Kitap açılışı “Her şeyin geçip gittiğine, yaşadıklarımızın geçmişte kaldığına kim inandırabilir bizi? Anılarımızı avuç dolusu su gibi her sabah yüzümüze çarpmanın işe yaramayacağına kim inandırabilir?” pasajıyla yapıyor ve bizi bir yüzleşme hikayesi ile buluşturacağının sinyalini veriyor.
Gelelim kitabın konusuna… Kapağında da yazdığı üzere “İki yakın arkadaşın aynı kadına âşık olması ve kahvaltıda peynirin üzerine reçel sürebilme iştahı” na şahitlik ediyoruz.
Çocukluk arkadaşı olan Ender ve Çetin’in yine çocukluktan bu yana yakın arkadaşları Fikret’in trafik kazasında anne ve babasını kaybederek yalnız kalan kız kardeşi Nihal ile aynı evi paylaşması ile gelişen yaşantıları okuyoruz. İlk başlarda uzak olan bu üçlü arasında git gide farklı bir yakınlık kurulur, fakat bu yakınlığın her biri için anlamı bambaşkadır.
Kitap filmleştirilmiş
Kitap 167 sayfadan oluşuyor. Hafta sonu okuyup bitirmek, keyifli zaman geçirmek için iyi bir seçenek olabilir.

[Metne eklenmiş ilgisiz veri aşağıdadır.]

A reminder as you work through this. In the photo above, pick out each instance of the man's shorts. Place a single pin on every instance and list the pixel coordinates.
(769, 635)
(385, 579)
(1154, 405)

Bu arada 2011 yılında kitap aynı “Bizim Büyük Çaresizliğimiz” ismi ile filmleştirilmiş. Filmi ben de henüz izlemedim. Yönetmen koltuğunda Seyfi Teoman oturuyor. Filmi de en yakın zamanda izleyeceğim. Kitabı severseniz belki siz de izlersiniz:)
Son bir alıntı ile yazıyı kapatayım. “Yaşamak aslında birbirinden kopuk yaşantılar arasında bağlantılar kurmaktır.”